Since the market is truly efficient, the winning bidder on all reconstruction contracts will pay submarket rates and pass those savings on to the government in the form of its competitive, lowest-but-still-viable bid.

(/channeling Jane Galt)
If the market were truly efficient, the contractors should be no more able to offer "sub-market" wages than gas stations could "gouge" at "above-market" prices. Thus, under perfect competition, the effect of suspending Davis-Bacon should be zero.

[/whatever mood is represented by my present state of undercaffeination]
Sawicky concedes that At most, you could say a modest premium over the price that provides the “normal” profit should be sufficient to remedy scarcities. You shouldn’t necessarily need complete price flexibility at which point the debate over price gouging is one over semantics: we all agree price should rise, it's just that some think there ought to be a cap on those rises, or something. And where is the line between an "acceptable" price increase and a "price gouging" price increase?

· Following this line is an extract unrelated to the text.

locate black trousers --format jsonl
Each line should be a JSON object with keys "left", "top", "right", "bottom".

Like: I understand the point that it is appealing to market fundamentalism to invoke "market clearing" as this magical thing and that this is in general an intellectually lazy -- and at a minimum inaccurate, if not misleading -- thing to do, but I don't fully understand how these market imperfections add up to mean that there is some superior alternative.
Isaac: I understand what Max was saying in the section you're quoting to be that a temporary price spike due to a "stampede" probably won't signal producers to increase capacity. I think the basic intuition of the statement you quote is right: a la Dixit and Pindyck's Investment Under Uncertainty, which was state-of-the-art back in the stone age when I was in grad school, parameters of the price process, market demand, and investment cost will determine entry (and exit) threshold prices.

I should note that D&P derive some results that suggest that with prices following a Brownian motion (in continuous time), you can get some quite perverse results from price controls.

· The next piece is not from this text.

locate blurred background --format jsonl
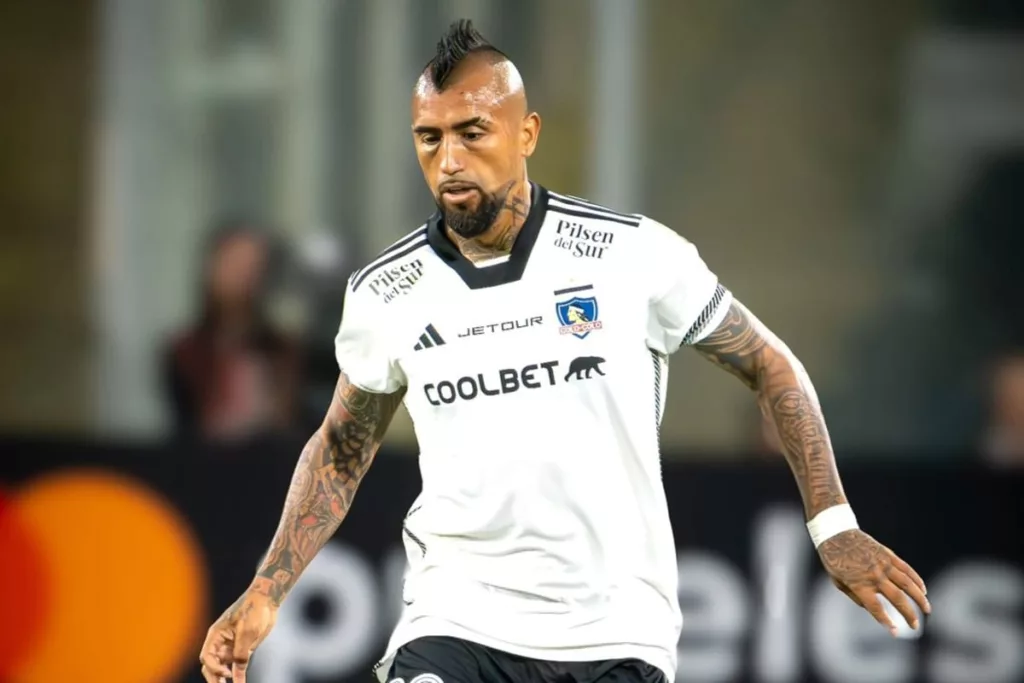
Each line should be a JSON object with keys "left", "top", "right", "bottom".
{"left": 0, "top": 1, "right": 1021, "bottom": 682}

However, the stampede probably constitutes a switch in the price process that materially violates some of D&P's assumptions. My assertion w/o proof is that under such circumstances, you can set a ceiling that doesn't bind under the "normal" price process but which kicks in w/ a stampede. It may (probably) be necessary to have a rationing mechanism for that case -- tied, say, to a suitable declaration of an emergency. You're right to say that this isn't obviously a superior alternative, the design of the rationing mechanism mattering a lot... but then again, as Max notes, allowing prices to spike w/o bound doesn't guarantee that people who "need" gas will get it, either.
Indeed, the opposite would be more likely: those who can accelerate the buying decision do so, leaving those who cannot with less.

I note dryly and without malice aforethought that the bulk of the "spike" (in my area, the last 25 cents of an 85 cent rise) ended farily quickly after Labour Day, leading anecdotally to the conclusion that this was more a "take excess profits while you can" more than anticipation of production/supply issues (which were no more resolved a week later).